Oh the Unsloth dynamic ones are not 2bit at all - it's a mixture of 2, 3, 4, 5, ...

blensor · 2025-07-23T07:52:43 1753257163

Not an AI researcher here so this is probably common knowledge for people in this field, but I saw a video about the quantization recently and wondered exactly about that, if it's possible to compress a net by using more precision where it counts and less precision where it's not important. And also wondered how one would go about deciding which parts count and which don't

Great to know that this is already a thing and I assume model "compression" is going to be the next hot topic

danielhanchen · 2025-07-23T09:24:52 1753262692

Yes you're exactly thinking correctly! We shouldn't quantize a model naively to 2bit or 4bit, but we should do it smartly!

qxfys · 2025-07-23T14:25:39 1753280739

How do you pick which one should be 2, which one should be 4, etc. Is this secret sauce? or, something open?

danielhanchen · 2025-07-24T22:42:58 1753396978

Oh I wrote about it here: https://docs.unsloth.ai/basics/unsloth-dynamic-2.0-ggufs We might provide some scripts for them in the future!

qxfys · 2025-07-25T07:55:56 1753430156

Thanks! But, I can't find any details on how you "intelligently adjust quantization for every possible layer" from that page. I assume this is a secret?

I am wondering about the possibility that different use cases might require different "intelligent quantization", i.e., quantization for LLM for financial analysis might be different from LLM for code generation. I am currently doing a postdoc in this. Interested in doing research together?
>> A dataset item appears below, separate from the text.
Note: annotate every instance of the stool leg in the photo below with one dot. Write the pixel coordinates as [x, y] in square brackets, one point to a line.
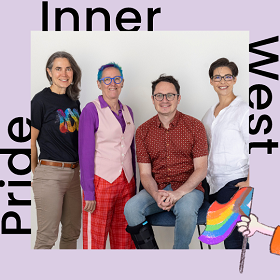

danielhanchen · 2025-07-25T11:39:51 1753443591

Oh we haven't yet published about it yet! I talk about in bits and pieces - we might do a larger blog on it!

Yes different use cases will be different - oh interesting! Sorry I doubt I can be of much in our research - I'm mainly an engineering guy so less research focused!

CMCDragonkai · 2025-07-23T06:02:55 1753250575

How do you decide which layers are the important ones?

danielhanchen · 2025-07-23T06:34:08 1753252448

I wrote approximately in the blog about it and linked some papers! I also wrote about it here - https://unsloth.ai/blog/dynamic-4bit - one has to inspect the activation and weight quantization errors!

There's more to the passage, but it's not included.